Goedemorgen. Ja, het is nog net "goedemorgen". Welkom terug allemaal. Wij hervatten de vergadering met een tweeminutendebat met de titel Ruimtelijke ordening. Dat debat is aangevraagd door mevrouw Van Esch tijdens het commissiedebat op 11 mei. Ik geef mevrouw Van Esch graag als eerste het woord. Zij spreekt namens de fractie van de Partij voor de Dieren.

Mevrouw Van Esch (PvdD):

Dank u, voorzitter.
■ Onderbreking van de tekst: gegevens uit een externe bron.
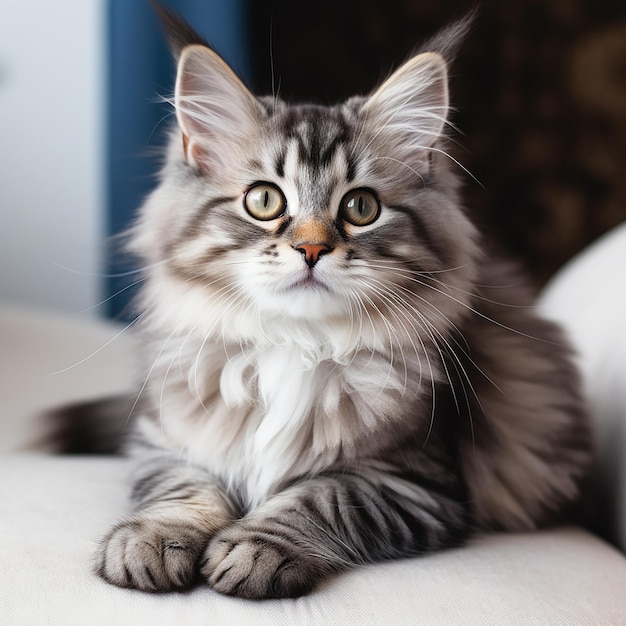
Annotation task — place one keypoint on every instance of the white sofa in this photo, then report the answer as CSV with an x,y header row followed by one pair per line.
x,y
53,509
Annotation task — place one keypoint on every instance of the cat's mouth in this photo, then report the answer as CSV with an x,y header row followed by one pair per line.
x,y
308,282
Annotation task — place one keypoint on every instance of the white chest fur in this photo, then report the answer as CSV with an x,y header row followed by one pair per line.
x,y
258,417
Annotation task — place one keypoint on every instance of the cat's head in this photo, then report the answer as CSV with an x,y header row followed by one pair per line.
x,y
274,214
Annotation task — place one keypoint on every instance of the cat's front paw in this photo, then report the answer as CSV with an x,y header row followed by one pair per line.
x,y
150,554
256,565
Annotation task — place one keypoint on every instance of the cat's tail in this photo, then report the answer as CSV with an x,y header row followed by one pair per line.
x,y
95,427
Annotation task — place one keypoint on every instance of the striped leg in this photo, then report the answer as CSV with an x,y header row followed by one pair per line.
x,y
329,523
178,509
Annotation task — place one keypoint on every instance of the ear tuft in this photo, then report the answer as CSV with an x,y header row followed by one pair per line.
x,y
178,32
411,107
215,111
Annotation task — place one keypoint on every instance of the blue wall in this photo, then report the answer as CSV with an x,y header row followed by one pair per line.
x,y
140,69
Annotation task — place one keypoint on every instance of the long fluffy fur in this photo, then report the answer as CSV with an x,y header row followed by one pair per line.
x,y
297,420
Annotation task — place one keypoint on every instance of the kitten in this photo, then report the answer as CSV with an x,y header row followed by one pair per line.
x,y
336,372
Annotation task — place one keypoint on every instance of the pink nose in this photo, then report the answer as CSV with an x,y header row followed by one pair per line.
x,y
312,252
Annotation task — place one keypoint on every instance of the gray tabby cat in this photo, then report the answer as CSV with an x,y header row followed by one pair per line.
x,y
336,372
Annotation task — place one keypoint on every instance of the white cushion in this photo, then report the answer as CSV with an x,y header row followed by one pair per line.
x,y
588,297
53,510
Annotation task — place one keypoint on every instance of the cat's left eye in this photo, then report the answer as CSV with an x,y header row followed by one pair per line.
x,y
265,201
360,207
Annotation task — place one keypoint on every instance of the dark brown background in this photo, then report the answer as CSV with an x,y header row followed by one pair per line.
x,y
539,91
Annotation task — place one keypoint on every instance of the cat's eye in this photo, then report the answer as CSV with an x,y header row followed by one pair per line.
x,y
264,201
360,207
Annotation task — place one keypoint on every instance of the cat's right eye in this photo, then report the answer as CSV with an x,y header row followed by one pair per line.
x,y
264,202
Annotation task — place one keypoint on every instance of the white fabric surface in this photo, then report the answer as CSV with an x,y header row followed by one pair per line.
x,y
588,297
54,509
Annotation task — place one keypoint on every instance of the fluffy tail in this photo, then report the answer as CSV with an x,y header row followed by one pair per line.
x,y
98,427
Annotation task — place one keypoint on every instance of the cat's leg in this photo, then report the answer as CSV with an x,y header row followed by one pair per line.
x,y
329,523
178,508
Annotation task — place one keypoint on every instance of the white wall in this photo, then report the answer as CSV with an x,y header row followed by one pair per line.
x,y
51,152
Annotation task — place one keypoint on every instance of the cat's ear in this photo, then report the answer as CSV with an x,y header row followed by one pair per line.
x,y
215,111
409,110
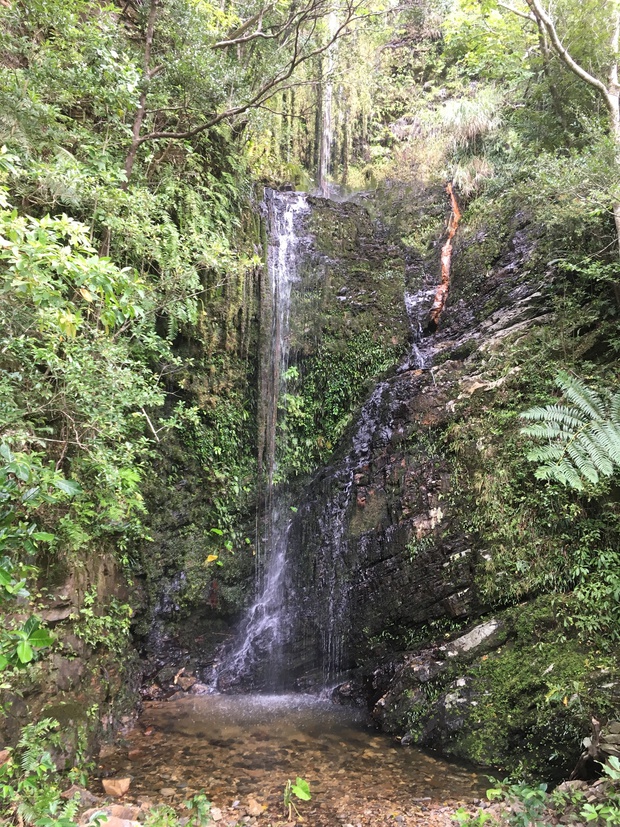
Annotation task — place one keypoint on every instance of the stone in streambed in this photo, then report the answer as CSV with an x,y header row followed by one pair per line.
x,y
253,807
167,792
116,787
Ik heb drie moties.

Motie

De Kamer,

gehoord de beraadslaging,

constaterende dat ruimtelijke kwaliteit in het programma Mooi Nederland bepaald gaat worden aan de hand van drie factoren, namelijk de belevingswaarde, de gebruikswaarde en de toekomstwaarde, en dat al deze factoren de mens en zijn belangen centraal stellen;

constaterende dat in geen van die factoren de intrinsieke waarde van natuur wordt gewaardeerd;

verzoekt de regering in de beoordeling van ruimtelijke kwaliteit de intrinsieke waarde van natuurlijk groen en het leven in het wild terug te laten komen,

en gaat over tot de orde van de dag.

De voorzitter:

Deze motie is voorgesteld door het lid Van Esch.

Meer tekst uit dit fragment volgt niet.